Unnamed: 0,City,Livability_Score_Weighted
0,Ottawa,0.78
1,Québec City,0.71
2,Calgary,0.61
3,Edmonton,0.6
4,Montréal,0.59
5,Victoria,0.54
6,Halifax,0.52
7,Toronto,0.51
8,London,0.49
9,Regina,0.49


## Insights from Weighted Livability Score

### 1. **Top Cities:**  
   - Ottawa, Québec City and Calgary rank highest.  
   - These cities balance **income, housing affordability, safety, and cost of living** effectively, making them the most livable according to the weighted metrics.


### 2. **Effect of Weighting:**  
   - Emphasizing **housing affordability (Composite_HPI_inv)** and **crime** slightly changes the rankings compared to the unweighted score.  
   - Cities with high income but expensive housing, such as Toronto and Vancouver, see their scores decrease.  


### 3. **Balanced Trade-offs:**  
   - Some cities previously tied in the unweighted score (e.g., Winnipeg, Saskatoon, Montréal) now reflect differences in **housing cost and safety** more clearly.  

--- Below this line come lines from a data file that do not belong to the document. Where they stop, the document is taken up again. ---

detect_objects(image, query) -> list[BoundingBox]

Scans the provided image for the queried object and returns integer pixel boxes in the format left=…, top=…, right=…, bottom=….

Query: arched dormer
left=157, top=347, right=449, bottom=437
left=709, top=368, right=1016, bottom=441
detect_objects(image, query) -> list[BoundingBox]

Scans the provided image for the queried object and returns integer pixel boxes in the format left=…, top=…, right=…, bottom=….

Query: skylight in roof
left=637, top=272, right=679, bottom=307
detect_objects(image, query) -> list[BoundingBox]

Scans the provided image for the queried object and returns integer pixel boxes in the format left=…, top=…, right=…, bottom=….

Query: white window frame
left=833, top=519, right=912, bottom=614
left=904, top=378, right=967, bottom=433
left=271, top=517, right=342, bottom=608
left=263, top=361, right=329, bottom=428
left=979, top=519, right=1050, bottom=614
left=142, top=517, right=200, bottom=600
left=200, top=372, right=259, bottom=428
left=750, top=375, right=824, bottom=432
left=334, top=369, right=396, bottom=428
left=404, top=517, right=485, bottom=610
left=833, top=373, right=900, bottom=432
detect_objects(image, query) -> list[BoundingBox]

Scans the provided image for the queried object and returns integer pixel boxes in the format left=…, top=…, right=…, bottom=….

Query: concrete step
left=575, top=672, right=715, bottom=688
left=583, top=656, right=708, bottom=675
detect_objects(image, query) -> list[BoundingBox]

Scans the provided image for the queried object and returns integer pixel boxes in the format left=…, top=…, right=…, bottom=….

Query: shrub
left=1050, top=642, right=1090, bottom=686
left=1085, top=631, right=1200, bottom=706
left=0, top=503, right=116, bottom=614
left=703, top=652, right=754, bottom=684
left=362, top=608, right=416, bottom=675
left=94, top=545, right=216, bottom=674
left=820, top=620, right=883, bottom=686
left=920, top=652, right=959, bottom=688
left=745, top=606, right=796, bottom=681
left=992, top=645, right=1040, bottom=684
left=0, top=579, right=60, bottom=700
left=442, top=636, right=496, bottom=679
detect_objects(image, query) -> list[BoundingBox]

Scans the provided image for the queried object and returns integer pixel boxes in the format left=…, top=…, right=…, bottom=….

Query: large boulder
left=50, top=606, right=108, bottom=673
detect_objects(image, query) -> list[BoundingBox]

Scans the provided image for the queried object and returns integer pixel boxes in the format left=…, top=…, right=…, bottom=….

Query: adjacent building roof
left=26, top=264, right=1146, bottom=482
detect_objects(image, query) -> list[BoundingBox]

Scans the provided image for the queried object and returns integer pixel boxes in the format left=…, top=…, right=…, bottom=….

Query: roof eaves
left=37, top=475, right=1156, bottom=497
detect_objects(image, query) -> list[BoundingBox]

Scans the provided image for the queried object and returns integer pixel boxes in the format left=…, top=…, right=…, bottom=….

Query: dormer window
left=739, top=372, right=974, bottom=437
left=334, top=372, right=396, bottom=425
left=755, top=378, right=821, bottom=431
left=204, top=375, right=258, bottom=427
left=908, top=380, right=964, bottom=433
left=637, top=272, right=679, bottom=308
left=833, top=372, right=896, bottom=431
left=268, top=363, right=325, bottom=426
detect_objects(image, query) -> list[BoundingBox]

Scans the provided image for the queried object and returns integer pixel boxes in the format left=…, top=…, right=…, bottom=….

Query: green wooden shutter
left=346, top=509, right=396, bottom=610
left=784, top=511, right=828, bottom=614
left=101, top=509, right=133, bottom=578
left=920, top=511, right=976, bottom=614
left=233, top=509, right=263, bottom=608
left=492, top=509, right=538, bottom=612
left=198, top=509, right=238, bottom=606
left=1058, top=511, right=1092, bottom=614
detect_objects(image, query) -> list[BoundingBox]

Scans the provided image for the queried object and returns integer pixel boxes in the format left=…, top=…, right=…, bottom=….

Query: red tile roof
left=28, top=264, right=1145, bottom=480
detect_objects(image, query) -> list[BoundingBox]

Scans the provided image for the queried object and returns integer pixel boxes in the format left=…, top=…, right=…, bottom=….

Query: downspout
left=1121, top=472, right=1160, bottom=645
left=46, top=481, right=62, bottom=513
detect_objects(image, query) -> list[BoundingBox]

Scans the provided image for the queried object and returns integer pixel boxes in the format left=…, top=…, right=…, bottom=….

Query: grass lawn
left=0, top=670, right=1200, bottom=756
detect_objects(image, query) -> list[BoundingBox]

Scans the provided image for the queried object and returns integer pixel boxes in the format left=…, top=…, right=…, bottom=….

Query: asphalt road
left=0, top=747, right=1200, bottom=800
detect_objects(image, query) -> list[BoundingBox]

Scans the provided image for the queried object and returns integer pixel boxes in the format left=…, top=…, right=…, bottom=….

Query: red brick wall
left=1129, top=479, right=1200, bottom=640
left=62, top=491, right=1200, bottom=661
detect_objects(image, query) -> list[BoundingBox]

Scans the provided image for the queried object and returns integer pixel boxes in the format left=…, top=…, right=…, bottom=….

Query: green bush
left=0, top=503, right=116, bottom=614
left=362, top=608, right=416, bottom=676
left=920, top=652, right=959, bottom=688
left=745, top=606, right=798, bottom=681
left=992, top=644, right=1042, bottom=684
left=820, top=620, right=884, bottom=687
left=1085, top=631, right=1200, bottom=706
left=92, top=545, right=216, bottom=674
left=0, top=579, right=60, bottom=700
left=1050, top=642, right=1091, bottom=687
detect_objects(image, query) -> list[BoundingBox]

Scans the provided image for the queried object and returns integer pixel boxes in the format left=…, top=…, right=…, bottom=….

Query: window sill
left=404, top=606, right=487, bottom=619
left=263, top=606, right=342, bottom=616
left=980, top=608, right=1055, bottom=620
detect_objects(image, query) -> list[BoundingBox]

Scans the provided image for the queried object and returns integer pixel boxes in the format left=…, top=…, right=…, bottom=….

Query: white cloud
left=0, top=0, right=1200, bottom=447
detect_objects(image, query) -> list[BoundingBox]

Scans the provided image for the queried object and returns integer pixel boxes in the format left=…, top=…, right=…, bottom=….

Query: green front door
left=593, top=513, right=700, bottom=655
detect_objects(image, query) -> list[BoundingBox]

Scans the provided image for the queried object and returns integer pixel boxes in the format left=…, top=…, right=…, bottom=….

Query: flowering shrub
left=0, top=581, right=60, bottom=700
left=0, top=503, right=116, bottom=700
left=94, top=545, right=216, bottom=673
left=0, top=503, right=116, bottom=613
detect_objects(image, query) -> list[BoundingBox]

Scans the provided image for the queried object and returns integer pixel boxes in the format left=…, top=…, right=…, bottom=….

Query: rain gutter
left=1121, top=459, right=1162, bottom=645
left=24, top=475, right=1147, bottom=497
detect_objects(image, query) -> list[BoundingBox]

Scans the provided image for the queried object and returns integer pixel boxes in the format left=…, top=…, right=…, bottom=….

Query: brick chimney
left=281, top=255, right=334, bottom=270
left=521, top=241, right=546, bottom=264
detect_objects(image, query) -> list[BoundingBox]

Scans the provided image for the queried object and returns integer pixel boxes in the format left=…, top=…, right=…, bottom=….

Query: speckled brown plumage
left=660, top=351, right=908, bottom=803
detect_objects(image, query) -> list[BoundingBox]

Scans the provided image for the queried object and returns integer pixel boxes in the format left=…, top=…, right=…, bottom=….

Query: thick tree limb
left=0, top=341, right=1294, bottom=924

### 4. **Practical Implication:**  
   - Weighting metrics according to human priorities (affordable housing and safety) provides a **more realistic measure of livability** than a simple average.  


### 5. **General Trend:**  
   - Mid-sized cities in Eastern and Central Canada often outperform larger metropolitan areas in overall livability when housing affordability and crime are prioritized.  


### Key Insight
**Ottawa remains the best city to live in**, both in the unweighted and weighted livability scores. This indicates that Ottawa consistently balances **income, housing affordability, safety, and overall quality of life**, making it the most livable city among the Canadian cities in our dataset.